По существу же ваших обвинений могу ответить следующее: если бы даже был бы за мной тот грех, о котором вы говорили, то я все же не подлежал бы за него наказанию. Подумайте сами: в то смутное время существовало полное беззаконие, и я легко мог бы оправдаться тем, что мне было поручено покойным Папой хранить драгоценности для святой апостолической Церкви до тех пор пока не наступит мир, и я не передам их тому, кто имел бы право потребовать их у меня. Вот так я мог бы оправдаться, но я не нуждаюсь в оправдании. Уже много лет я живу в Риме и за это время выполнил большое число ценных заказов, и ни разу никто не посмел обвинить меня в краже или в мошенничестве! Разве мог я замарать мое имя воровством?
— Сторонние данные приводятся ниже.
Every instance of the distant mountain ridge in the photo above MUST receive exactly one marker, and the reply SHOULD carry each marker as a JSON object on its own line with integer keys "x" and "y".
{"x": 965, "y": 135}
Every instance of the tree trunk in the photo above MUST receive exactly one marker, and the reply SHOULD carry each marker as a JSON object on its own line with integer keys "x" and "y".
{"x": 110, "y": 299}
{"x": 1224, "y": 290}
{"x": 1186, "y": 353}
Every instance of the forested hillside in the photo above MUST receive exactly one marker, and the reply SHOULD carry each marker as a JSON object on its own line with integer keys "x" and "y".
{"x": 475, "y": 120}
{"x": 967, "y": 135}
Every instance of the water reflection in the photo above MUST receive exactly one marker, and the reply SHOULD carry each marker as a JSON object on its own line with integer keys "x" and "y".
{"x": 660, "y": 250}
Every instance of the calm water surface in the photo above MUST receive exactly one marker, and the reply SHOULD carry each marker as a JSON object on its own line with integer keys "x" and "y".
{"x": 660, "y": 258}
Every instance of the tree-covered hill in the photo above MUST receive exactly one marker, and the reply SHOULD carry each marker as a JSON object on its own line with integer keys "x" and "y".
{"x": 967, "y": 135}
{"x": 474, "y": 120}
Вообще, прежде чем меня схватить, вам бы следовало справиться с описью ценностей, которую вот уже пятьсот лет скрупулезно ведет апостолическая сокровищница. Если бы в описи обнаружилась какая-нибудь нехватка, то лишь тогда вы имели бы законное основание для моего ареста. Но я уверен, что таковой нехватки не может быть, поскольку не было ни единой ценной вещицы, которую туда бы не вписали. В полной мере это относиться и к тем камням, что я вынул из папских тиар и отдельных оправ, – они тоже были вписаны в соответствующую книгу после того, как мы с покойным Папой зашили их в подкладку его ризы. Посмотрите записи в этой книге, ведь она сохранилась, и вы поймете, что я прав. Если же каких-то камней потом не досчитались, то спрашивайте у того, кто расшивал ризу после смерти Папы. Я слышал, что этим человеком был кардинал Джакопо, наш теперешний казначей…
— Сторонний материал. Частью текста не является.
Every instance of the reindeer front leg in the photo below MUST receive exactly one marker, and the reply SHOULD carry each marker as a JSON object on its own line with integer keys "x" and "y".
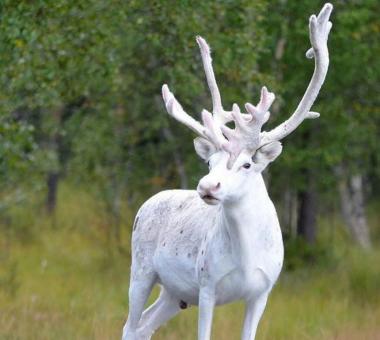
{"x": 206, "y": 311}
Я прибавлю только, что один свой перстень Папа подарил мне в награду за меткую стрельбу; кроме того, я точно знаю о пропаже его перстня с бриллиантом, стоимостью около шестисот золотых монет. Произошло это так: когда покойный Папа уговаривался с грабившими Рим и осквернявшими нашу святую Церковь разбойниками, то с их стороны в числе прочих находился некий Сатинарис. При заключении соглашения с этими убийцами Папа уронил с пальца упомянутый мною перстень, а Сатинарис поднял его, не изъявляя желания вернуть владельцу. Тогда Его Святейшество, не вступая в пререкания с мерзавцем, сказал ему, чтобы тот оставил перстень себе на память. Это происходило в моем присутствии, поэтому я могу вам объяснить, куда подевался тот перстень с бриллиантом, но полагаю, что и без моих объяснений вы найдете упоминание о пропаже с описанием подробностей в казначейской книге.
– Как ловко ты защищаешься! – перебил его Пьеро. – Чувствуется большой опыт в подобных делах. Но нас тебе не провести: кроме тебя некому было присвоить недостающие в казне драгоценности. А твои грязные намеки на отца-казначея Джакопо – просто клевета и попытка отвести подозрения от себя. Итак, говорю тебе в последний раз, Бенвенуто, поторопись вернуть камни, иначе мы прибегнем к более серьезным средствам, чем слова!
– Странно мне слышать от вас подобные угрозы. Впрочем, я не знаю ваших следственных и тюремных порядков: может быть, у вас так принято обращаться с арестованными, – язвительно произнес Бенвенуто. – Я никогда прежде ни здесь, в Риме, ни в ином месте заключению в тюрьму не подвергался.